Ah! Now I remember. I have been doing quite a bit of reading lately about socioeconomics – not hardcore theory, but layperson articles about the stuff that impacts all of us, and I have to say, it’s freaking my shit out.
I’ve already mentioned think tank Brookings Institution’s recent report on the shrinking middle class in America, and the scary news that Los Angeles ranks last among 100 metro areas in its percentage of middle-class neighborhoods. Truly here, the rich get richer and the poor get fucked. Conventional wisdom has long held that communities need a solid middle class to be stable and sound, an opinion which certainly resonates with me as smacking of good old common sense.

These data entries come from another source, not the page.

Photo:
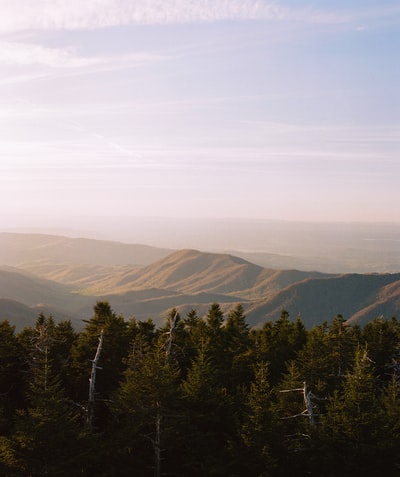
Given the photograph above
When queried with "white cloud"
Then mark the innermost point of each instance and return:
(29, 54)
(19, 15)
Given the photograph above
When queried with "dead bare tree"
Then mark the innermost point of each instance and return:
(92, 384)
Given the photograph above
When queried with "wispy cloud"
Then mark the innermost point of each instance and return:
(28, 54)
(20, 15)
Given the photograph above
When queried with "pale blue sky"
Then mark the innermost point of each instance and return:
(200, 108)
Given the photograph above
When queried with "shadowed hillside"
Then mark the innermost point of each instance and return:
(356, 297)
(186, 279)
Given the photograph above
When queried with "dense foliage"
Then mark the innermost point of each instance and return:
(201, 396)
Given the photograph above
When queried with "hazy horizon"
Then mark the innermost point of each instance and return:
(285, 110)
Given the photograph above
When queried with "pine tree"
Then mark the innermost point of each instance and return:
(47, 438)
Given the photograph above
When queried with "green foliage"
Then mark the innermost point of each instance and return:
(201, 396)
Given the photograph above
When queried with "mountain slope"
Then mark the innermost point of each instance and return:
(19, 249)
(317, 300)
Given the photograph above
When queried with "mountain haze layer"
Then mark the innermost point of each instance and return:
(65, 277)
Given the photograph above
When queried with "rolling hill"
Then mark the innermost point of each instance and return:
(65, 277)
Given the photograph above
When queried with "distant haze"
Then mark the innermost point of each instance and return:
(325, 246)
(283, 110)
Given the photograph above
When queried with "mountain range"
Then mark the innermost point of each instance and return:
(65, 277)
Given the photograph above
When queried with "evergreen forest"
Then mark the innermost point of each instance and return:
(201, 396)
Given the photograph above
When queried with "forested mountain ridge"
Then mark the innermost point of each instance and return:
(184, 279)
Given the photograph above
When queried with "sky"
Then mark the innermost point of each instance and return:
(286, 109)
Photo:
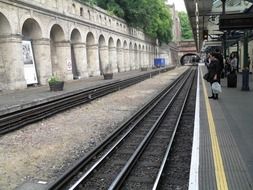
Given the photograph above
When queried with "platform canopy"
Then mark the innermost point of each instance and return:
(204, 17)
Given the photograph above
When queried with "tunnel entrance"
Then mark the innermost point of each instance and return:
(190, 58)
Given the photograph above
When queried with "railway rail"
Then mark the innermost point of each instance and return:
(24, 116)
(134, 156)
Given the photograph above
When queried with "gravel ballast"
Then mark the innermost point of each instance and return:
(44, 150)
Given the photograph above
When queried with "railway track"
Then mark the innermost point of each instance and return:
(134, 156)
(24, 116)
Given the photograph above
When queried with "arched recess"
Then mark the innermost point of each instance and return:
(103, 54)
(112, 67)
(125, 56)
(76, 52)
(147, 56)
(5, 30)
(56, 36)
(189, 58)
(143, 56)
(92, 54)
(135, 56)
(5, 27)
(119, 56)
(31, 31)
(131, 55)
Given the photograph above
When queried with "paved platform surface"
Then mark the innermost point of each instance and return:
(225, 144)
(12, 100)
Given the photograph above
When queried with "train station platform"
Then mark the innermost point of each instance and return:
(222, 149)
(15, 100)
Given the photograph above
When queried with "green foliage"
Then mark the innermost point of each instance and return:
(53, 79)
(185, 26)
(150, 15)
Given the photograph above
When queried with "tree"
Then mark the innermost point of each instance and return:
(185, 26)
(152, 16)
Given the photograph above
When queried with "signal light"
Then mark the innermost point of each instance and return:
(205, 34)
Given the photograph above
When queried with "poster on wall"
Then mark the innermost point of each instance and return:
(29, 64)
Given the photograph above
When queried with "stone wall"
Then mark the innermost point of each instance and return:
(69, 39)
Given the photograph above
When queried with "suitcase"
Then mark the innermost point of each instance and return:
(232, 80)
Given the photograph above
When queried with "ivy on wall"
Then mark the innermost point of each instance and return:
(152, 16)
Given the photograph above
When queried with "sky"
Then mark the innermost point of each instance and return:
(179, 4)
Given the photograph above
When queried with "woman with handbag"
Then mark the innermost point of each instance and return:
(214, 72)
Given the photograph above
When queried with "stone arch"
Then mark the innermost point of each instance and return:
(31, 31)
(189, 58)
(143, 56)
(5, 74)
(103, 53)
(5, 27)
(112, 56)
(57, 36)
(139, 63)
(119, 56)
(131, 55)
(135, 56)
(125, 56)
(92, 54)
(77, 53)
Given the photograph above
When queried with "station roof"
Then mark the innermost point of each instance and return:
(204, 15)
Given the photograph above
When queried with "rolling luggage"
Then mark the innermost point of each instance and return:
(232, 80)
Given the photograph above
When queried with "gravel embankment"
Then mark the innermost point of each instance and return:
(44, 150)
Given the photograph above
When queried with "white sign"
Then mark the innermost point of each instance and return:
(29, 65)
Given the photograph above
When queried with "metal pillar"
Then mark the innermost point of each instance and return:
(223, 6)
(225, 33)
(245, 71)
(224, 45)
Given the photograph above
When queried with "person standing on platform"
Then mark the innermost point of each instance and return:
(219, 56)
(233, 62)
(214, 73)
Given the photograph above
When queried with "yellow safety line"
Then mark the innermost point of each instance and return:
(218, 163)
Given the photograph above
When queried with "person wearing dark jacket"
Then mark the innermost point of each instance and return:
(214, 73)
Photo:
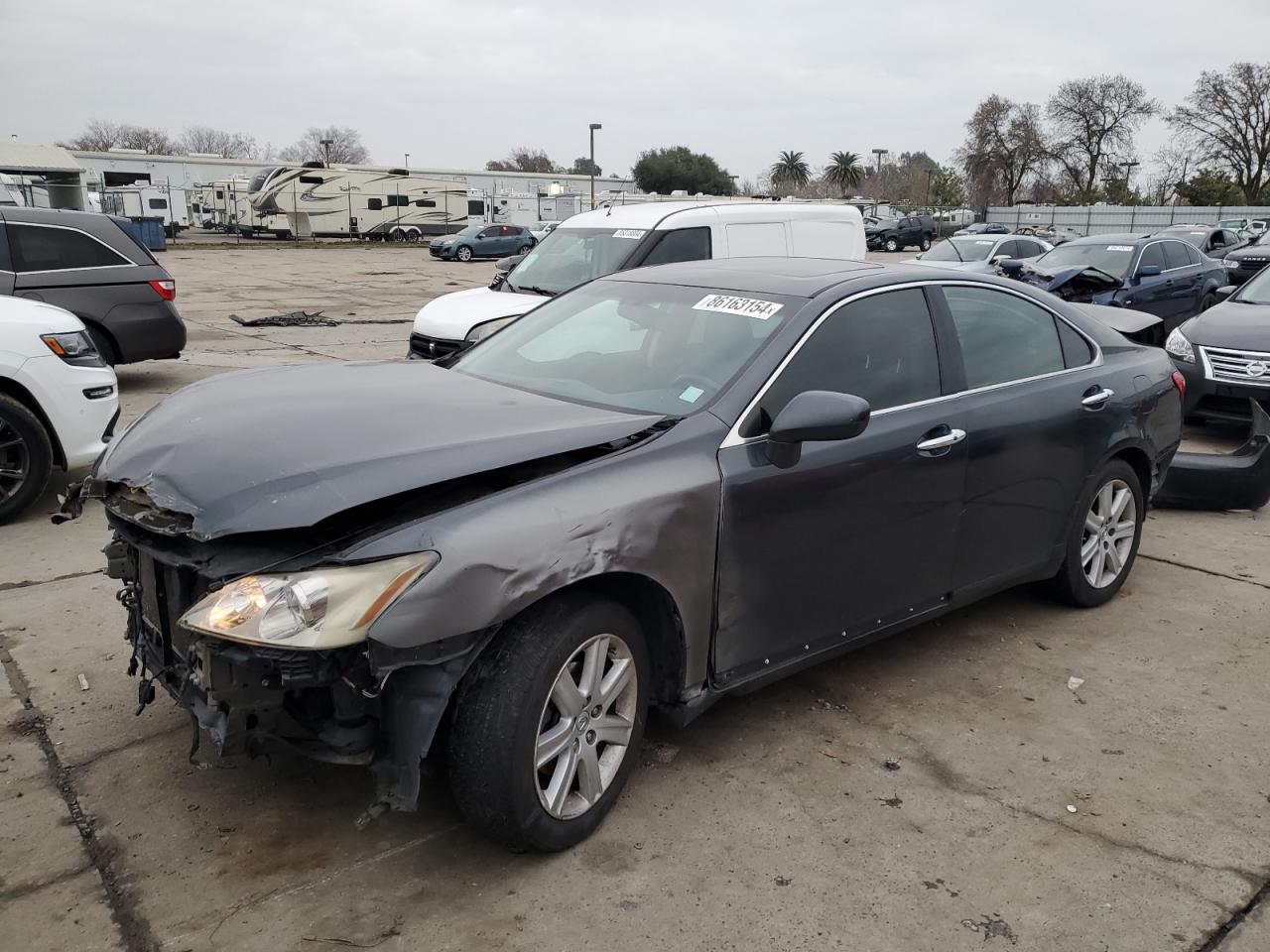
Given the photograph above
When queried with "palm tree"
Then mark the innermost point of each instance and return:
(790, 169)
(844, 171)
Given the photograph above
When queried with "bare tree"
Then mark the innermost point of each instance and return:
(525, 159)
(1227, 118)
(100, 136)
(345, 146)
(227, 145)
(1095, 119)
(1003, 148)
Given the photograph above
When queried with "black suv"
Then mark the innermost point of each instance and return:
(93, 267)
(898, 234)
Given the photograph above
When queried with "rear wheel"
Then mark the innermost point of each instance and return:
(26, 457)
(1103, 542)
(548, 721)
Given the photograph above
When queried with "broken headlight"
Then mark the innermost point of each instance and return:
(321, 608)
(1178, 345)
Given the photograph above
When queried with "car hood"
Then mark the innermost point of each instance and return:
(285, 448)
(1232, 324)
(451, 316)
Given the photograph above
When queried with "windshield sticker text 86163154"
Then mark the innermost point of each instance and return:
(729, 303)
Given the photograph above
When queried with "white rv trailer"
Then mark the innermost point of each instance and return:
(149, 202)
(379, 203)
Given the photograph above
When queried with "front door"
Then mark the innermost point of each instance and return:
(856, 535)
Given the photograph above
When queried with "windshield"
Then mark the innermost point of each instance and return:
(1256, 291)
(969, 249)
(1112, 259)
(571, 257)
(634, 347)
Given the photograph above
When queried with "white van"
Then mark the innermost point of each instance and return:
(607, 240)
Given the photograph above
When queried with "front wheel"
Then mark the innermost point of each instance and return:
(26, 457)
(1103, 542)
(548, 721)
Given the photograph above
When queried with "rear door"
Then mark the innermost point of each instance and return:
(1028, 373)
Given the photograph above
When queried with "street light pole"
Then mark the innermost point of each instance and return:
(592, 169)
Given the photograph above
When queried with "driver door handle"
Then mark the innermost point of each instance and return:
(937, 443)
(1097, 398)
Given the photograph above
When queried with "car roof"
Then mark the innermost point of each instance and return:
(651, 214)
(789, 277)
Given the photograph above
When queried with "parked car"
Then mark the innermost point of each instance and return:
(982, 254)
(898, 234)
(633, 497)
(1245, 262)
(1165, 277)
(1224, 353)
(541, 229)
(1214, 243)
(483, 241)
(91, 266)
(59, 399)
(983, 227)
(620, 238)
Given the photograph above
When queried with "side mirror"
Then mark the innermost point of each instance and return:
(816, 416)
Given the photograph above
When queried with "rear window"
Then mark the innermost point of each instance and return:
(41, 248)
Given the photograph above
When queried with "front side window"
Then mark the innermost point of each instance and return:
(1002, 335)
(680, 245)
(631, 345)
(36, 248)
(880, 348)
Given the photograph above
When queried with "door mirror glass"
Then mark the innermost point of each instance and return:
(820, 416)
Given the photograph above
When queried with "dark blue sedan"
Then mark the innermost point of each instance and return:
(483, 241)
(1159, 275)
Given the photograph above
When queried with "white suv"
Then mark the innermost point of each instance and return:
(594, 244)
(59, 400)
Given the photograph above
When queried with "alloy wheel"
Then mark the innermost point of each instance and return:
(585, 726)
(1110, 527)
(14, 460)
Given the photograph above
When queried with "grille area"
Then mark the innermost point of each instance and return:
(1247, 367)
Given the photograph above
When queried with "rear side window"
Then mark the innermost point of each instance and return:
(1002, 336)
(880, 348)
(680, 245)
(1175, 254)
(39, 248)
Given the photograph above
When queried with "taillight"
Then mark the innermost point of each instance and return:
(166, 289)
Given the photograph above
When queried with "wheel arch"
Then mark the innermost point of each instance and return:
(13, 389)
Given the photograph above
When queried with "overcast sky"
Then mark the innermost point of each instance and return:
(454, 84)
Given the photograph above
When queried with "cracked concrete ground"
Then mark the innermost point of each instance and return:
(771, 823)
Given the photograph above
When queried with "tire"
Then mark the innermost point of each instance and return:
(1074, 583)
(26, 449)
(103, 344)
(506, 711)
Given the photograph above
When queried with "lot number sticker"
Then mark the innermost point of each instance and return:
(747, 306)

Recent articles on the war against the homeless have made me bug out a little too: the LA Weekly’s “Dying to Get Off Skid Row” and Salon’s “Skid Row Makeover”, coincidentally posted within a few days of each other, detail exactly how nasty it’s gotten to live in a city of, well, Haves and Have Mores (to borrow a phrase from, yecccch, George Dubya).
I don’t know about you, but first I get pissed, and then I try to find out: is anyone doing anything about it? Well, some L.A. City Council members are trying to pass a moratorium on condo conversions to buy some time to address the thorny issue of affordable housing. And our esteemed mayor, along with the L.A. County Board of Supervisors, in April of this year unveiled a comprehensive “$100-million plan to reduce the concentration of homeless services in skid row by establishing five centers across the county that would provide temporary shelter and social services for transients.” (Clicking here brings you to LA’s homeless blog, with detailed coverage of the plan.) And the Economic Roundtable has some ideas, among them “Hey! How about a living wage? And maybe some unions? And hey, let’s try and regulate the informal economy – how about them apples?”
You know, I’ve been poor, and I’ve been not so poor, and not so poor is definitely easier on the stomach lining. Now, to avoid being poor once more, let me get back to work (working from home today, does it show?).